Quando eu era Conselheira Tutelar uma assistente social contou-me a seguinte história:
Estava um grupo de amigos de formação diferente reunidos em uma praça - assistente social, psicólogo, médico, engenheiro, administrador, advogado, técnico em segurança. Quando de repente na rua ocorre um acidente de carro!

Quais são os primeiros pensamentos desses profissionais?
- médico - tem vítima grave?
- assistente social - precisa avisar a família.
- administrador- tem seguro?
- advogado - o que aconteceu? Quem é o culpado?
- psicólogo - terão condições emocionais para lidar com a situação?
- engenheiro - tem risco de incêndio?
- técnico em segurança - preciso isolar a área.

Você pode colocar outras profissões na lista se quiser. Pode colocar a sua profissão e imaginar qual é o seu primeiro pensamento em situações extremas - No meu caso especificamente EU CONSIGO permanecer calma, não atrapalhar e permitir que os outros trabalhem adequadamente para a solução do desafio apresentado.

Mas a meu favor tenho a dizer que sou muito abençoada, pois sempre que acontece algum acidente e estou perto, TEM ALGUÉM MUITO CAPACITADO POR PERTO TAMBÉM que encaminha e resolve a situação.

Mas recuando um pouco mais em minhas memórias até a infância, lembro-me da minha mãe TAMPANDO MEU OLHO com as mãos quando íamos à cidade, para que eu não visse  os doces  das vitrines das padarias, uma vez que ela não podia pagar. Nunca conversei sobre isso com minha mãe. Tirando o fato de que hoje não posso ver um doce que eu quero comprar e comer, o que dificulta muito uma dieta saudável e que preciso da ajuda do meu marido para controlar o meu Vale Refeição e Alimentação, essa proibição de ver não me causou grandes traumas. O que acho engraçado é que minha mãe apenas se preocupava em não nos deixar ver as coisas de comer que não podíamos comprar. As bonecas, as roupas, as bicicletas, os móveis, podíamos VER a vontade que a resposta era NÃO e acabou. Simples assim.

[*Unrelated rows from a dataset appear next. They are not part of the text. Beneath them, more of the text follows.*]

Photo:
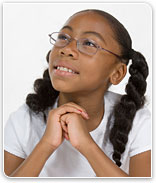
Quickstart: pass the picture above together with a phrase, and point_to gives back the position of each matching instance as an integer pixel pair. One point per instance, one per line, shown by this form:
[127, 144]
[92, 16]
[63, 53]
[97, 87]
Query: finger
[77, 107]
[64, 126]
[66, 108]
[66, 136]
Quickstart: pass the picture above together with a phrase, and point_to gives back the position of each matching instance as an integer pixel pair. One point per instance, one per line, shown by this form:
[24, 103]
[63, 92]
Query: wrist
[87, 146]
[46, 148]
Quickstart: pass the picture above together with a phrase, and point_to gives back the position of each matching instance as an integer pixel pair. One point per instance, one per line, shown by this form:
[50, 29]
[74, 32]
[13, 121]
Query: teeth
[65, 69]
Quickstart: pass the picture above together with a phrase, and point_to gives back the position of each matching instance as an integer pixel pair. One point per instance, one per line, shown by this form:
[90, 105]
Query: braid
[125, 110]
[45, 95]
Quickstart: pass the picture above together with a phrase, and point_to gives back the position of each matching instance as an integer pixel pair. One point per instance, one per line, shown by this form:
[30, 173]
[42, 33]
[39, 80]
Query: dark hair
[124, 111]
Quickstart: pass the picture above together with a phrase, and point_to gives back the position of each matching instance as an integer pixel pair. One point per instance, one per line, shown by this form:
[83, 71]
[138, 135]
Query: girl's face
[92, 72]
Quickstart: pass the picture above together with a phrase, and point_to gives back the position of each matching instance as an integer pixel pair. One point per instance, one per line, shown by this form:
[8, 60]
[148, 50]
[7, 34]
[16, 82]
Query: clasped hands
[67, 121]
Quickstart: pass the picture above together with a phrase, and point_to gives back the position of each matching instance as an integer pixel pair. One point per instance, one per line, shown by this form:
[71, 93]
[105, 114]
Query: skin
[81, 106]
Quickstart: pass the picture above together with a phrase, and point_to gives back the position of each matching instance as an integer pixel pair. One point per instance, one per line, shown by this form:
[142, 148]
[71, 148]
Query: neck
[92, 103]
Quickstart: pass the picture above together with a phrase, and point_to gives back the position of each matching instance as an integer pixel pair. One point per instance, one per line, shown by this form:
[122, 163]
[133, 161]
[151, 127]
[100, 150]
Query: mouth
[65, 70]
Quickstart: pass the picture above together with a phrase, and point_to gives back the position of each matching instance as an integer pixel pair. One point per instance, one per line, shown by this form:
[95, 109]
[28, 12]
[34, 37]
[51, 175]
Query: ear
[118, 73]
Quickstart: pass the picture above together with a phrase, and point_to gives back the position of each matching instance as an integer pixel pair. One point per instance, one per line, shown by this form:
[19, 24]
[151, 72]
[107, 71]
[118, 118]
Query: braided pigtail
[125, 110]
[45, 95]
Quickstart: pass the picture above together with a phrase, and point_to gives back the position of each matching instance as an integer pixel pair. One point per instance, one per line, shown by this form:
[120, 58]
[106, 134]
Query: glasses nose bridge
[73, 39]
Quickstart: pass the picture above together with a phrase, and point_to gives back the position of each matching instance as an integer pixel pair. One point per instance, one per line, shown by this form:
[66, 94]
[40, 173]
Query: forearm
[33, 165]
[101, 164]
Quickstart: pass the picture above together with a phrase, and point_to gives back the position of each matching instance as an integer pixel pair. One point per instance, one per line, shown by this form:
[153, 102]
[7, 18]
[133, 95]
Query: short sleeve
[12, 131]
[141, 133]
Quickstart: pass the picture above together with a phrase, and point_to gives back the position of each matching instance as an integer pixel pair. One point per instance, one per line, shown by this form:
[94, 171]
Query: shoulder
[22, 118]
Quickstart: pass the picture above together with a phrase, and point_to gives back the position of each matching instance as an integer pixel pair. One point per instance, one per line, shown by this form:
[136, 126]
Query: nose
[70, 50]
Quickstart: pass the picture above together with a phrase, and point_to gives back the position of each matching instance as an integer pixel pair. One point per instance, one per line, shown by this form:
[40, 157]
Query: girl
[72, 126]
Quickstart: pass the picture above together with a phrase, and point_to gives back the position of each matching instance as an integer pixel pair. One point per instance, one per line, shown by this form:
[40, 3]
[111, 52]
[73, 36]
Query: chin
[62, 87]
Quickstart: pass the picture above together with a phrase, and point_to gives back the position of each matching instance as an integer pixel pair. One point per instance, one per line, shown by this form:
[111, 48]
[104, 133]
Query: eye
[62, 37]
[89, 43]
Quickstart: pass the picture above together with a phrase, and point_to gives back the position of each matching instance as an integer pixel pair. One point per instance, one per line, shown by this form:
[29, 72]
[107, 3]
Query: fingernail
[85, 115]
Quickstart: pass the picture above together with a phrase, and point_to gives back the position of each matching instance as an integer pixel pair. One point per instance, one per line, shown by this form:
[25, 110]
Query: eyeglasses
[84, 45]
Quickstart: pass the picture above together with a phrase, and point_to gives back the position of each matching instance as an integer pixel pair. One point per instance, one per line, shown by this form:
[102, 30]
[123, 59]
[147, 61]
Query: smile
[65, 69]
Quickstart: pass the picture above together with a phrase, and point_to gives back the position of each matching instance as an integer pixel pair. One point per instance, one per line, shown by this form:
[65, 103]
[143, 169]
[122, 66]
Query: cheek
[97, 72]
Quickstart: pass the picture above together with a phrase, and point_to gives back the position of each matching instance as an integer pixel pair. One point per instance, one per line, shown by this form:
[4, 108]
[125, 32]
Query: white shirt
[24, 130]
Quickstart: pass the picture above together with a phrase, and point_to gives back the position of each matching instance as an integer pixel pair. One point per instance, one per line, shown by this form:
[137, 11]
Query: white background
[25, 44]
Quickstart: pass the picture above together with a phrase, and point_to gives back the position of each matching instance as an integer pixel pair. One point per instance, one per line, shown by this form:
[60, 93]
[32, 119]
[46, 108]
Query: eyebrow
[67, 27]
[96, 34]
[87, 32]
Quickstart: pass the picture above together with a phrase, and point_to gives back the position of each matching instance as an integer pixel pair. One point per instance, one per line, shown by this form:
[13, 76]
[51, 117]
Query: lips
[66, 67]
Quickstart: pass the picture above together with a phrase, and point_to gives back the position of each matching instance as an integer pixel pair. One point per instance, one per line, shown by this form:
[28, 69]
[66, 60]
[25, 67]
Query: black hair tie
[131, 53]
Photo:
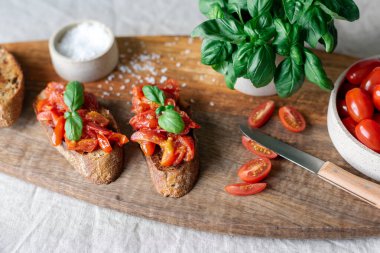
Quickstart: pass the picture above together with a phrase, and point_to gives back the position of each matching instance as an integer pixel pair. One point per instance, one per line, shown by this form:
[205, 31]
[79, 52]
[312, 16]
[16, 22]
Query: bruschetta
[96, 151]
[166, 136]
[11, 89]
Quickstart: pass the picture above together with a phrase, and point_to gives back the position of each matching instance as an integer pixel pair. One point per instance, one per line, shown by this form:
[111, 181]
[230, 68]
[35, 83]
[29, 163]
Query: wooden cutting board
[296, 204]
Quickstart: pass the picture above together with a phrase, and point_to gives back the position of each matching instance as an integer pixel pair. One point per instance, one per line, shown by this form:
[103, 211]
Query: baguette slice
[173, 181]
[11, 89]
[98, 167]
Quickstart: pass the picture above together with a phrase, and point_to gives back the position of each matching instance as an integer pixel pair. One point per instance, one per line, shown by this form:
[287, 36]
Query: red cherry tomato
[371, 80]
[376, 97]
[342, 108]
[245, 189]
[350, 124]
[255, 170]
[257, 149]
[261, 114]
[359, 104]
[360, 70]
[291, 119]
[368, 133]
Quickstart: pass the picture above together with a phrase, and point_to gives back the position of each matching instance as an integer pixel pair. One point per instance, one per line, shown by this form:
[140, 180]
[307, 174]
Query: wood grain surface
[296, 204]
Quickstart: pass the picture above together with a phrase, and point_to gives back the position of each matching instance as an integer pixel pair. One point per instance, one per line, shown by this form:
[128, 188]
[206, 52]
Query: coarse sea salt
[84, 42]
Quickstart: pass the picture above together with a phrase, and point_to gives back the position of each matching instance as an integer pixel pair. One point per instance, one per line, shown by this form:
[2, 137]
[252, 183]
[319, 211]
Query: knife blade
[359, 187]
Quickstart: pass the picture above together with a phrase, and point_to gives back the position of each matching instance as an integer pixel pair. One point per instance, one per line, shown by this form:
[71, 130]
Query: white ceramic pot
[353, 151]
[245, 86]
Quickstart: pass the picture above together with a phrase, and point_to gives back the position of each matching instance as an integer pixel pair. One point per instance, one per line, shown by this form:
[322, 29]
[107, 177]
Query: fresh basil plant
[243, 37]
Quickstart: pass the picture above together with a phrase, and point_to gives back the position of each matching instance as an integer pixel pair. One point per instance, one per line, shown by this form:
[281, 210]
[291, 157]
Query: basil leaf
[340, 9]
[288, 77]
[241, 57]
[154, 94]
[314, 71]
[224, 29]
[261, 66]
[256, 7]
[171, 121]
[214, 51]
[74, 127]
[295, 8]
[73, 95]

Mais recentemente, perto de onde eu trabalhava tinha um morador de rua e às vezes eu tomava café com ele na doceria da esquina. Em uma dessas vezes, enquanto eu pagava a conta, ele andava de um lado pro outro dentro da doceria, quando de repente entram dois policiais, um com arma na mão. Me lembro apenas de olhar rapidamente para o policial e afirmar categoricamente - ELE ESTÁ COMIGO, ELE ESTÁ COMIGO, ELE É MEU AMIGO. O Policial olhou para a caixa do estabelecimento e perguntou: está tudo bem? Ela respondeu que sim. O policial se foi. Em um primeiro momento eu pensei no policial como alguém que estava sendo preconceituoso, mas na perspectiva dele, tudo que VIU foi um jovem mal vestido agitado, andando de um lado pro outro dentro de uma doceria de manhã.

Só vemos aquilo que nossa visão permite. E nossa visão está circunscrita ao nosso lugar geográfico, econômico, social, ideológico. NOSSA PERCEPÇÃO É SEMPRE LIMITADA – “O MUNDO SEMPRE GIRA EM TORNO DE NÓS MESMOS”. Essa é nossa dádiva e maldição.

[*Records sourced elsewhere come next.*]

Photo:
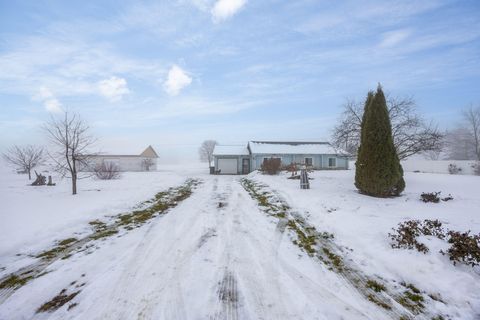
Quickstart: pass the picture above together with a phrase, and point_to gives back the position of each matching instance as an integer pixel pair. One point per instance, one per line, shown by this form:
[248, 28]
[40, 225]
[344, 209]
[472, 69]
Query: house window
[309, 162]
[268, 158]
[332, 162]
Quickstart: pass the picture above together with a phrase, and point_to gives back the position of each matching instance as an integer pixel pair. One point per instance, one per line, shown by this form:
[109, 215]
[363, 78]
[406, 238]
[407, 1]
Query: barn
[145, 161]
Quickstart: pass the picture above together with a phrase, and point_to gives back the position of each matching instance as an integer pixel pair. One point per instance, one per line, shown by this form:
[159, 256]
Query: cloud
[113, 88]
[50, 102]
[177, 80]
[224, 9]
[392, 38]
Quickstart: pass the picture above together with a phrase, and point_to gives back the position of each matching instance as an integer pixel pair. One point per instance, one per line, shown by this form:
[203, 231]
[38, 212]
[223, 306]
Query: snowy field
[217, 255]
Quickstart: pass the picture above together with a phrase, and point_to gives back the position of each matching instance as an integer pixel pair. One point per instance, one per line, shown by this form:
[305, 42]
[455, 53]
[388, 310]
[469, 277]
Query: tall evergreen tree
[378, 170]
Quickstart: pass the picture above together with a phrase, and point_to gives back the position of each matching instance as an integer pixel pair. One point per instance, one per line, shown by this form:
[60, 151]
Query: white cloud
[113, 88]
[177, 80]
[50, 102]
[53, 105]
[224, 9]
[392, 38]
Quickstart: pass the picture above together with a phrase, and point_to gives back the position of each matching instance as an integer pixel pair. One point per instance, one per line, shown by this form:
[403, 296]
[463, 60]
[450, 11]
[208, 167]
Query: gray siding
[320, 161]
[239, 162]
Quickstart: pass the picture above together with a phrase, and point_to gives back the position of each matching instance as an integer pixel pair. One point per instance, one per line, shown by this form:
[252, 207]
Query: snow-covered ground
[218, 256]
[362, 223]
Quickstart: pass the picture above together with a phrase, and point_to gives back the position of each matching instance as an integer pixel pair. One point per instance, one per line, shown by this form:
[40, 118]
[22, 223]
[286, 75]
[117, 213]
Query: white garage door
[227, 166]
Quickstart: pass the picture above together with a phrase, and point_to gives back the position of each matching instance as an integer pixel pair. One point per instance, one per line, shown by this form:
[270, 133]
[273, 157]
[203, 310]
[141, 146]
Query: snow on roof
[230, 150]
[270, 147]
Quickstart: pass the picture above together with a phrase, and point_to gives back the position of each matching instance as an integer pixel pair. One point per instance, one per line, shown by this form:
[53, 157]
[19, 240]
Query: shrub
[433, 228]
[271, 166]
[476, 168]
[406, 234]
[430, 197]
[107, 171]
[464, 248]
[434, 197]
[454, 169]
[378, 170]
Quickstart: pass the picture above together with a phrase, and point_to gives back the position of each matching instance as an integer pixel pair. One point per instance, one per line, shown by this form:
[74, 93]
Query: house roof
[223, 150]
[292, 147]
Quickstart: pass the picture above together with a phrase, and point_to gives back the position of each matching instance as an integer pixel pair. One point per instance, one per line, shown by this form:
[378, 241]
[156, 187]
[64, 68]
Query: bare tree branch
[71, 142]
[206, 151]
[25, 158]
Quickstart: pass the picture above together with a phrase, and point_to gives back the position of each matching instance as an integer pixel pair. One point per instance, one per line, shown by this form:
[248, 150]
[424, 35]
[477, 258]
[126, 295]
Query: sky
[174, 73]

Podemos procurar retirar a trave dos nossos olhos, como nos ensina o Evangelho de Jesus, mas o problema é que na maioria das vezes nem sabemos que existe a trave. Deve ser por isso que Jesus frisou tanto a importância do convívio social, porque precisamos dos outros para nos levar por caminhos simbólicos que nunca fomos e assim olharmos em outra perspectiva.

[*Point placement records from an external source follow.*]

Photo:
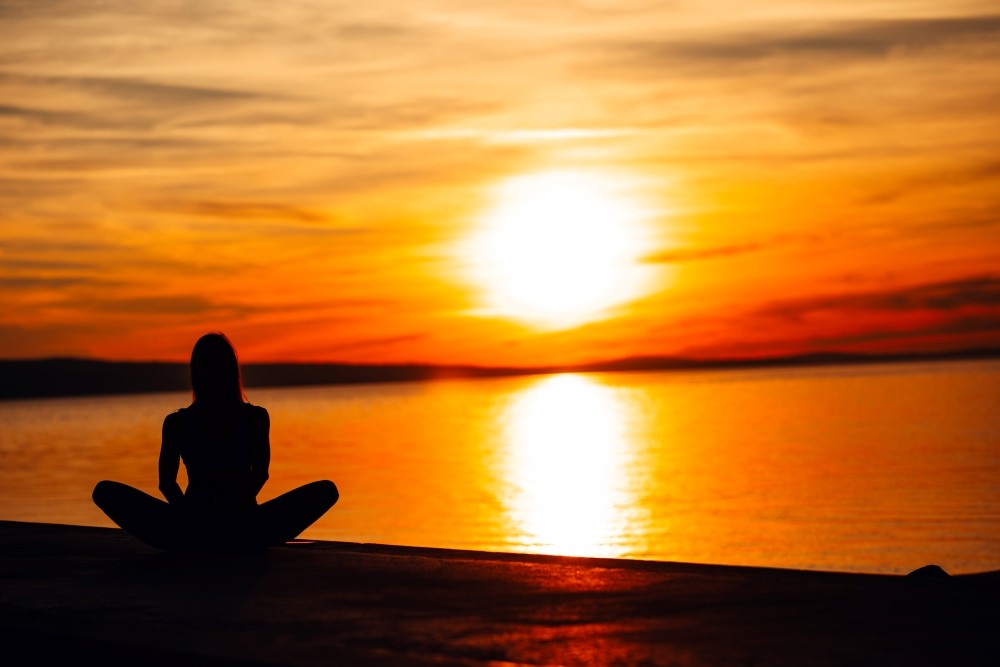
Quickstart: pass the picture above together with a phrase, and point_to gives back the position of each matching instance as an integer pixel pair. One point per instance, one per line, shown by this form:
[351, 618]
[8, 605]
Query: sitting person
[224, 444]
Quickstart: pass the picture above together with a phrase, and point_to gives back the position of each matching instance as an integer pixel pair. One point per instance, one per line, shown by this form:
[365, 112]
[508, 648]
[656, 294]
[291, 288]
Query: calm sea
[856, 468]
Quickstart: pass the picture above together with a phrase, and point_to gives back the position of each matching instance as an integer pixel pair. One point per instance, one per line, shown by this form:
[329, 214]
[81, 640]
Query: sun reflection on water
[568, 457]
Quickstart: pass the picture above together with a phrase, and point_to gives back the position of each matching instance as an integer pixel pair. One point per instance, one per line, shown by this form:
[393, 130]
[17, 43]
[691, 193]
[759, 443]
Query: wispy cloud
[951, 295]
[678, 255]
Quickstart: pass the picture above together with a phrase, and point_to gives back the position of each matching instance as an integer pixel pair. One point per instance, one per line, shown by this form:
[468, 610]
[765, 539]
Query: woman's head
[215, 371]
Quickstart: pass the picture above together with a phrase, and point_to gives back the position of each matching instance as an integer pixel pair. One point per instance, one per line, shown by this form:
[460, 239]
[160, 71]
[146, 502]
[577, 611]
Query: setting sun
[557, 249]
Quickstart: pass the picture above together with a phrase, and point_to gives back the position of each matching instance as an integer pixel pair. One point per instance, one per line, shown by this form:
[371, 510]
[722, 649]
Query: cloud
[678, 255]
[981, 292]
[247, 211]
[138, 89]
[837, 41]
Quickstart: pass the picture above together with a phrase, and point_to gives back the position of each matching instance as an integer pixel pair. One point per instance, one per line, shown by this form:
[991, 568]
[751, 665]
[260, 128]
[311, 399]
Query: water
[865, 468]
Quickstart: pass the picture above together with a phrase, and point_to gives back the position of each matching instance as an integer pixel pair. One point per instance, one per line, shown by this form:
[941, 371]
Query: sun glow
[557, 249]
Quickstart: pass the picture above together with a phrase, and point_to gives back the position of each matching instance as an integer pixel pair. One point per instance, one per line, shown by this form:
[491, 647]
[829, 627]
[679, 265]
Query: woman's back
[225, 451]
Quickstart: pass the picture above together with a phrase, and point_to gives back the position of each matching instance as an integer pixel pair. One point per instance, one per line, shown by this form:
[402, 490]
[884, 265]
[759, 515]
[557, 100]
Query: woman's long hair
[215, 372]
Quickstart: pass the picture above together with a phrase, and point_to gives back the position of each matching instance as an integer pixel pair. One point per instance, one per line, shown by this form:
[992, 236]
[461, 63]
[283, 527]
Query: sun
[557, 249]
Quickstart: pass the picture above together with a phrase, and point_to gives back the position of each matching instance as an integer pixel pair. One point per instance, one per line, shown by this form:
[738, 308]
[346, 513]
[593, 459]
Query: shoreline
[87, 592]
[77, 377]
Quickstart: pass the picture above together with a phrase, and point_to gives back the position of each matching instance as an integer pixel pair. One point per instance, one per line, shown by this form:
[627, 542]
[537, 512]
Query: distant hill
[40, 378]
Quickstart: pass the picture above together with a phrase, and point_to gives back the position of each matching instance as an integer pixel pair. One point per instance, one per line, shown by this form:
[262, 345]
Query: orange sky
[310, 177]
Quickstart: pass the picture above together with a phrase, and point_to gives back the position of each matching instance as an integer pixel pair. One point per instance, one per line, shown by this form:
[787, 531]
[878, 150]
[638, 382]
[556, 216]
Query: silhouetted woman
[224, 443]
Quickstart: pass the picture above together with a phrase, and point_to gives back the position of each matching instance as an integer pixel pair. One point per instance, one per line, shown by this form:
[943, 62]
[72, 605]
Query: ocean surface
[881, 468]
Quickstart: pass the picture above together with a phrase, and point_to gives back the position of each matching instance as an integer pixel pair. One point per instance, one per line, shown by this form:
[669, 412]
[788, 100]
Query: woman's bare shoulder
[258, 414]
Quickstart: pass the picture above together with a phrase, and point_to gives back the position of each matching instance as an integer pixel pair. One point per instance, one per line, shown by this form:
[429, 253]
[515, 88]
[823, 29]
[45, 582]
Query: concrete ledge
[88, 594]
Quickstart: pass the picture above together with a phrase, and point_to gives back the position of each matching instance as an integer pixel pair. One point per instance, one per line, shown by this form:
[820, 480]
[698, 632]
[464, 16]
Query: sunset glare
[511, 184]
[558, 248]
[568, 451]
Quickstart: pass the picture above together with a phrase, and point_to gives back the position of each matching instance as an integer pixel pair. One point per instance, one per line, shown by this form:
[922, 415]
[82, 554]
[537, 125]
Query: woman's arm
[260, 451]
[170, 461]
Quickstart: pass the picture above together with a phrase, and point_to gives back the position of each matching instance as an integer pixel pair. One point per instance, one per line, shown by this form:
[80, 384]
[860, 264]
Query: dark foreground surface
[97, 596]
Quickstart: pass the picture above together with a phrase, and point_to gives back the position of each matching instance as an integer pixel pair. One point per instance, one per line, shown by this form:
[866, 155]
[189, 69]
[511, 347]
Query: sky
[516, 183]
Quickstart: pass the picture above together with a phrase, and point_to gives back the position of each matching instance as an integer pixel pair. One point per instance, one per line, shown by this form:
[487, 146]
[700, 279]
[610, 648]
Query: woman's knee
[328, 491]
[103, 491]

Na época da faculdade um professor de psicologia disse - precisamos dos outros, precisamos dos outros porque não nos vemos - e destacou é isso mesmo - nós não nos vemos - não vemos nosso rosto nem nossas costas. Isso parece óbvio. Mas acho que destaca o fato que precisamos dos outros, às vezes até mesmo para que este nos mostre a trave que existe no nosso olho.